Clinical trial sites listed on the Australian Government National Health and Medical Research Council (NHMRC) Australian Clinical Trial site list were invited to participate in this survey (n = 148).[5] [26] Staff members targeted to complete the survey included the manager/employee in charge of trial-related data quality assurance processes. The NHMRC clinical trial list was determined as a representative sample of Australian clinical trials including all phases (I–IV) and types (treatment, diagnostic/screening, and prevention) of clinical trials.
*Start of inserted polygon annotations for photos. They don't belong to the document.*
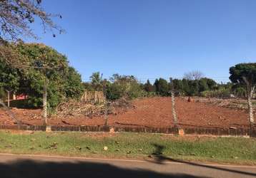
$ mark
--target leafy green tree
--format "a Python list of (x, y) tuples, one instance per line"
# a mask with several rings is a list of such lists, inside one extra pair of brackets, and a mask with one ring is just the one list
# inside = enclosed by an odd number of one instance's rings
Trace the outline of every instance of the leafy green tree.
[(233, 83), (246, 87), (250, 123), (254, 125), (252, 98), (256, 85), (256, 63), (239, 63), (230, 68), (230, 79)]
[(156, 80), (154, 84), (156, 87), (156, 92), (162, 96), (168, 96), (169, 95), (170, 88), (167, 80), (160, 78)]
[(147, 92), (154, 92), (154, 86), (150, 83), (149, 80), (147, 80), (147, 83), (144, 85), (144, 89)]
[[(18, 93), (28, 95), (27, 104), (42, 105), (45, 78), (47, 81), (47, 102), (49, 108), (55, 108), (68, 98), (78, 98), (83, 86), (80, 75), (69, 66), (65, 56), (44, 44), (19, 43), (15, 50), (26, 59), (24, 68), (9, 66), (12, 75), (18, 73)], [(14, 73), (14, 71), (18, 73)]]
[(97, 91), (102, 90), (102, 74), (99, 72), (93, 73), (90, 76), (92, 85)]
[(179, 79), (172, 80), (173, 88), (175, 91), (175, 95), (182, 95), (184, 94), (182, 80)]
[(108, 100), (114, 100), (121, 98), (133, 99), (145, 95), (140, 83), (133, 75), (114, 74), (110, 80), (112, 83), (108, 83), (106, 88)]

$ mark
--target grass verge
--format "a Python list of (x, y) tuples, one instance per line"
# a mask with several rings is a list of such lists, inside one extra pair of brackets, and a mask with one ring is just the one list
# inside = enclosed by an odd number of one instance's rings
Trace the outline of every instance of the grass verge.
[[(104, 150), (104, 147), (105, 150)], [(0, 152), (256, 164), (256, 139), (137, 133), (0, 131)]]

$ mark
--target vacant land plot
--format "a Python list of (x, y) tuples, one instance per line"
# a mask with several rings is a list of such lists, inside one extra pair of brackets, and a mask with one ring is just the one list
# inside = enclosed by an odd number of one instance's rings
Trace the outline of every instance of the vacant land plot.
[(0, 152), (139, 159), (161, 157), (255, 164), (256, 140), (160, 134), (0, 131)]
[[(207, 100), (194, 99), (187, 102), (186, 98), (176, 98), (176, 111), (179, 124), (183, 127), (247, 127), (250, 124), (246, 109), (228, 105), (220, 105)], [(166, 127), (173, 126), (171, 98), (155, 97), (137, 99), (132, 103), (133, 107), (125, 112), (108, 115), (109, 125), (147, 126)], [(41, 125), (41, 110), (13, 108), (17, 118), (29, 125)], [(0, 123), (13, 125), (14, 122), (1, 110)], [(64, 117), (51, 117), (51, 125), (103, 125), (104, 115), (87, 117), (69, 115)]]

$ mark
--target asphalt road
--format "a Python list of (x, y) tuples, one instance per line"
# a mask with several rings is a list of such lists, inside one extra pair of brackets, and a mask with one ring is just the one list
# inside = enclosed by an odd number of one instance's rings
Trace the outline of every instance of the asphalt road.
[(0, 154), (0, 177), (256, 177), (256, 167)]

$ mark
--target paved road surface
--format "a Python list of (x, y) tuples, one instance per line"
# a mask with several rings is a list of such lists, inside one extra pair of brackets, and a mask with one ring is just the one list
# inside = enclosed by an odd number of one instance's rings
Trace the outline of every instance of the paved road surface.
[(0, 177), (256, 177), (256, 167), (0, 154)]

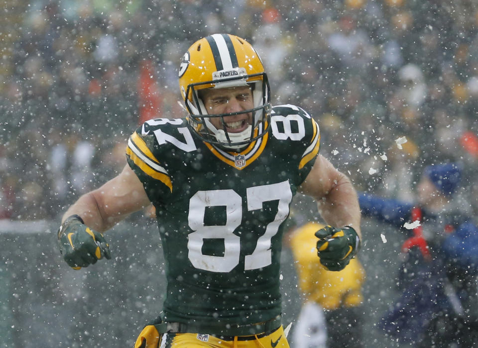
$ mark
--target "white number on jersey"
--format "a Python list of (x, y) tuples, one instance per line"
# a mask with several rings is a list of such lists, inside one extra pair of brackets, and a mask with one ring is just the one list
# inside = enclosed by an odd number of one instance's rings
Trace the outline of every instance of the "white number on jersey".
[[(267, 224), (265, 232), (257, 240), (252, 253), (245, 256), (244, 269), (255, 269), (272, 263), (271, 239), (289, 214), (292, 193), (288, 181), (249, 187), (246, 192), (249, 211), (262, 209), (264, 202), (279, 201), (274, 220)], [(205, 226), (206, 207), (218, 206), (226, 207), (226, 225)], [(189, 260), (194, 267), (212, 272), (229, 272), (239, 263), (240, 238), (234, 232), (240, 224), (242, 212), (240, 196), (234, 190), (199, 191), (191, 198), (188, 222), (195, 232), (189, 234), (188, 249)], [(205, 238), (224, 239), (224, 256), (203, 255), (201, 250)]]

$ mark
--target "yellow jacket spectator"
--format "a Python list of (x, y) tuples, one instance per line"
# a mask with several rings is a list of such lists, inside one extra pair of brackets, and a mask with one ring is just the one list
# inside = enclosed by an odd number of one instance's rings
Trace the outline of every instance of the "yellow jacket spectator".
[[(359, 347), (358, 307), (362, 301), (365, 272), (357, 259), (339, 271), (328, 271), (321, 266), (314, 233), (323, 226), (309, 222), (289, 235), (304, 299), (293, 341), (296, 347)], [(346, 329), (346, 337), (341, 328)]]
Clinical trial sites that were identified to have an affiliation with the University of Wollongong (UoW), the organization that the researchers were employed, were excluded from the study to avoid the potential risk of bias. Any overlapped sites, which may cause duplication, were also excluded. Several clinical trial networks on the list responded that they did not run clinical trials independently. In this case, permission was given for these networks to forward the survey to their collaborating organizations that run clinical trials. Informed tacit consent was obtained by completion and return of the online questionnaire survey form.


#

Development of the Online Questionnaire Survey Form

Eleven survey questions were adapted in short form from the published and validated survey questions.[24] [27] Information gathered from the survey included data quality management methods and procedures, error levels, data monitoring, staff training, and development (see Appendix).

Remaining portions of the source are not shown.